Werk grote vier accountants laat te wensen over
Het werk van de grote vier accountants laat nog steeds te wensen over.
Dat is de conclusie van de Public Company Accounting Oversight Board (PCAOB), het Amerikaanse controle-instituut voor de accountantssector dat in het leven werd geroepen na de recente reeks bedrijfsschandalen.
Het faillissement van Enron werd twee jaar geleden ook accountant Arthur Andersen fataal, nadat bleek dat dit bedrijf opdracht had gegeven om Enron-documenten te vernietigen terwijl justitie en de Securities and Exchange Commission (SEC, Amerika’s beurswaakhond) al met hun onderzoek waren begonnen.

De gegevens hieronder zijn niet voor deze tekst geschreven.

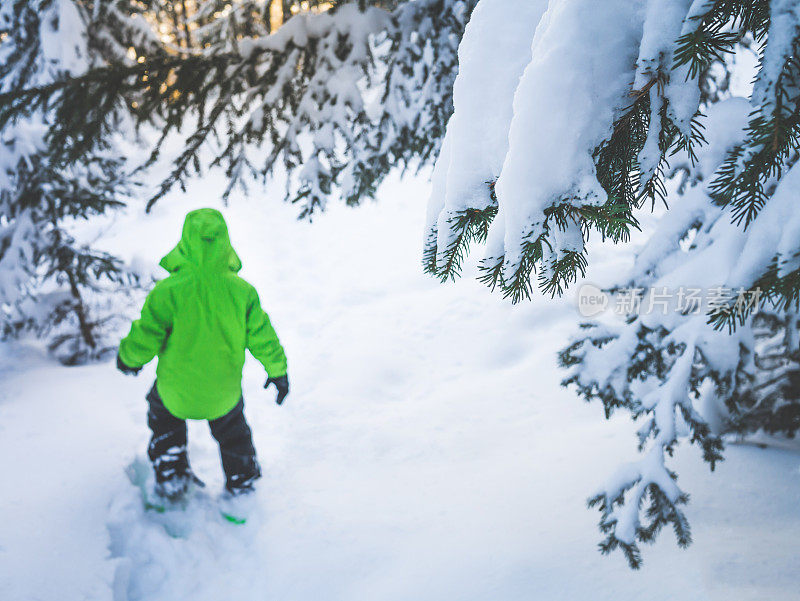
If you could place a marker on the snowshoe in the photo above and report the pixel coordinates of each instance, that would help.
(236, 504)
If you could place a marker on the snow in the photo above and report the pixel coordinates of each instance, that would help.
(385, 478)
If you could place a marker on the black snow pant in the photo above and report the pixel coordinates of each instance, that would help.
(168, 453)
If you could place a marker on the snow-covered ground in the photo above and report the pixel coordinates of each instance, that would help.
(426, 451)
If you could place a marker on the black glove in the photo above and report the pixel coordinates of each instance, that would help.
(281, 384)
(127, 370)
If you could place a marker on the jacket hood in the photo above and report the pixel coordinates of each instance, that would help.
(204, 244)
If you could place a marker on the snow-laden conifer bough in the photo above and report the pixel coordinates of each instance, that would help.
(621, 104)
(335, 100)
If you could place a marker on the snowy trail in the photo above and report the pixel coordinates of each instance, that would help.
(426, 450)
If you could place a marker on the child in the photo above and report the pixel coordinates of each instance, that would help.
(199, 321)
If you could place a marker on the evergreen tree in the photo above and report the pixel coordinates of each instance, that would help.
(212, 73)
(295, 98)
(51, 282)
(616, 98)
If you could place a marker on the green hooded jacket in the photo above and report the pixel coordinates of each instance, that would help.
(199, 321)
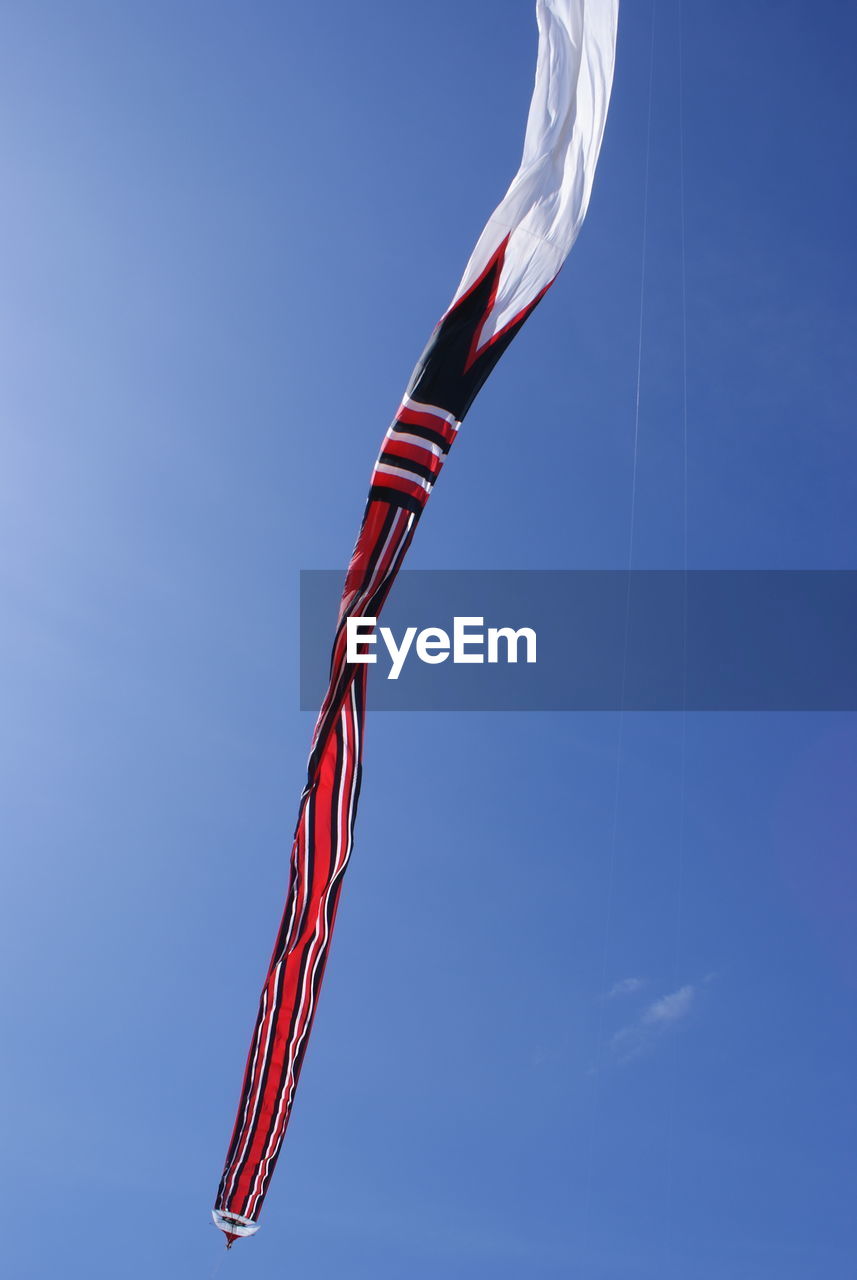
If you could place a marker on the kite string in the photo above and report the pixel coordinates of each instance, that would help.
(632, 520)
(682, 813)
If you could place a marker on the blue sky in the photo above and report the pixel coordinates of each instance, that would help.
(227, 232)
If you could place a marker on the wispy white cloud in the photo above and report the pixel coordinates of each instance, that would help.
(626, 987)
(670, 1008)
(631, 1041)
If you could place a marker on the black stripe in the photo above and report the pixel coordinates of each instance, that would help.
(422, 432)
(380, 493)
(416, 469)
(329, 818)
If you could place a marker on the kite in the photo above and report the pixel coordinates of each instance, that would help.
(514, 263)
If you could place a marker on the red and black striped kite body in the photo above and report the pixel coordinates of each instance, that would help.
(513, 265)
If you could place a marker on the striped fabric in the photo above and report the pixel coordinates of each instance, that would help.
(512, 268)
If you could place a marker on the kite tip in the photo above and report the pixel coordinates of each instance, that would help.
(233, 1225)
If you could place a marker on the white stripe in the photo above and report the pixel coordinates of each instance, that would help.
(385, 469)
(432, 410)
(544, 209)
(343, 850)
(417, 440)
(247, 1129)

Andersen bleek niet het enige probleemkind. Op grond van de Sarbanes-Oxley-wet werd de PCAOB in het leven geroepen. Dit instituut kwam gisteren met zijn eerste rapport, waaruit blijkt dat de grote vier (Deloitte & Touche, Ernst & Young, KPMG en PricewaterhouseCoopers) blijkbaar nog steeds ernstige fouten maken. Zulke ernstige fouten dat verschillende bedrijven na de controle van de PCAOB hun bedrijfscijfers moesten corrigeren.